The goal wasn’t to try LLMs and find a reason not to use them... The goal was to find a way TO use them effectively.
If I have to review EVERYTHING LLMs write line-by-line, the bottle neck is me. The entire goal of LLM development is to get the bottleneck NOT to be me - i.e. to scale.
You can’t scale yourself... but maybe you can scale with LLMs.
So, rather than say:
I’ll just insert myself as a bottleneck and review everything line-by-line with caution…
I thought:
What if I put a system in place that makes it very hard for them to poke holes in?
What does the system look like?
- Save almost everything to docs/agents (compressed)
- This gives LLMs a review signal to see if what was implemented is 1) fully implemented, and 2) matches the agreement
- Competing sets of tests. An individual LLM that touches more than 1 set of tests when not specifically asked immediately warrants manual review.
- At a minimum, I need to know that they didn’t put an exception in for their new feature to be allowed to leak memory or segfault… Because they regularly try to do that rather than write working code.
- Mutation tests
- This helps you find all of their do-nothing tests that are giving you an illusion of safety, rather than providing any real value
- Typically, I trust myself to be able to write tests, so I don’t mutant test my own codebase.
- Where I work - they don’t trust me. We have mutant testing. More than once, I’ve found more than once that I’ve written a do nothing test, so, hey, maybe we should all be mutant testing anyway!
- Tooling & Reporting
- I’ll cover this next
- Review
- I’ve found the typical review process looks like:
- LLM screams done
- I ask a different LLM to check the spec and see if it’s done
- The LLM points out 2-3 major things NOT implemented, 2-3 things extremely poorly implemented, and 10+ things that are almost certainly bugs
- Feed that back to the implementation LLM
- Repeat for 3-5 rounds
- Only here do I look at anything they’ve done.
- This is typically ~20k lines of code per week...
- I can't look it over with a jade-handled spyglass inquisitively.
- I need to be able to pinpoint the things that NEED to be reviewed so I can review them.
Tooling & Reporting
Tooling & Reporting in general is a sweet spot for LLMs. They are very good at getting things nearly working.
The problem is: most things need to actually work.

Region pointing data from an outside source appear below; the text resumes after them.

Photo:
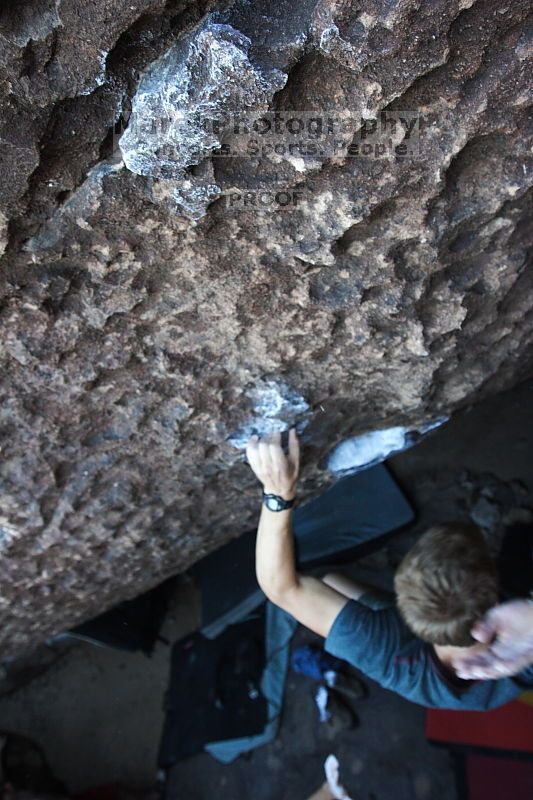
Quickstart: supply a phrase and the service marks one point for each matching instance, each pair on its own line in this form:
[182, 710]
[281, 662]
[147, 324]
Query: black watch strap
[276, 503]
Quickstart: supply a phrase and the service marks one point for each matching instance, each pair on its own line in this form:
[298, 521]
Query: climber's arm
[308, 599]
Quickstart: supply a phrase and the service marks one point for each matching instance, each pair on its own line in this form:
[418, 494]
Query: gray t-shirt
[379, 644]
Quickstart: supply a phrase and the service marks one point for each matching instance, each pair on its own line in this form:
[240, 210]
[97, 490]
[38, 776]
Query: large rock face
[160, 300]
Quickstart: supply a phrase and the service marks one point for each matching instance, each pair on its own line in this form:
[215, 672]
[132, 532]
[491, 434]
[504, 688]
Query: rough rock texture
[148, 324]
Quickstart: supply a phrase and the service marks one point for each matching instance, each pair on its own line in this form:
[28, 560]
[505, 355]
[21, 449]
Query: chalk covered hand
[277, 471]
[507, 629]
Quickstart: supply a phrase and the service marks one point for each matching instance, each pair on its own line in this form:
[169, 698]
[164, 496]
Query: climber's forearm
[308, 599]
[275, 559]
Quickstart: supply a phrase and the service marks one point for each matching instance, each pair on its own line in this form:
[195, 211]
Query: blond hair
[446, 583]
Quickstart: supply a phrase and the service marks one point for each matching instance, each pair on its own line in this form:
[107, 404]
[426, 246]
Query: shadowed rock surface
[149, 322]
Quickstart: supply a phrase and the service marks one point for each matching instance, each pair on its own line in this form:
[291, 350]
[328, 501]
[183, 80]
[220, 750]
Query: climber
[445, 585]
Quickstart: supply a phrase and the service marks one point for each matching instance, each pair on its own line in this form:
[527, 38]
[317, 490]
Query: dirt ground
[97, 713]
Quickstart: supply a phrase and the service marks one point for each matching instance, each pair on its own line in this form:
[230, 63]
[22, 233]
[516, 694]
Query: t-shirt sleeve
[367, 639]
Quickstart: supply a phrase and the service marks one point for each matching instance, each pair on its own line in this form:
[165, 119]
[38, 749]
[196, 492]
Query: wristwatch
[276, 503]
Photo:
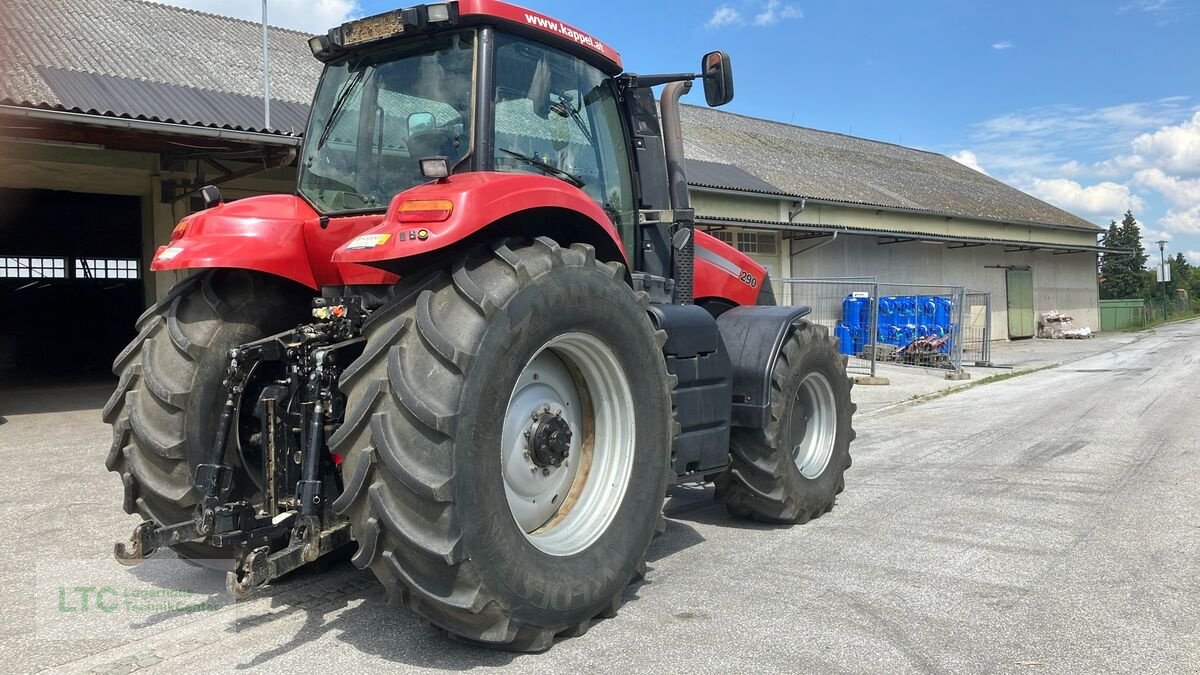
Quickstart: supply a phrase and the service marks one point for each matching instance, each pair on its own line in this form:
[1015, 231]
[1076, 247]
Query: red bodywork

In some cases, you are far better off with nothing than something that has very bad failure methods.
If you’re using a report to give out a billion dollars, you probably want a report that actually works.
But if you want a report that just gives you a probability of how much AI slop there is in a commit, and how dangerous that AI slop might be... something is far better than nothing.
The buzz phrase going around is:
LLMs increase implementation throughput far faster than they increase verification throughput.
What does that mean?
Invest in verification throughput!
I will continue to invest in layers of defense to protect myself from their common pitfalls and accept that 1) almost no software is perfect, even compilers, and 2) the system I have in place with LLMs is doing at least 10x better than I could do on my own.
Conclusion
Interestingly, I'm building a language that syntically makes the vast majority of bugs simply impossible to represent, and - when possible - the compiler autogenerates all the failure methods that might unfold, so you can see exactly where a bug might be.
I wanted to do this before working with LLMs. Now I want it more than ever before!
The question is: can LLMs ever get this language to work?
Time will tell... but - what I can tell you is - there’s not a shot in hell I’d ever get this done myself.
It at least seems possible with LLMs.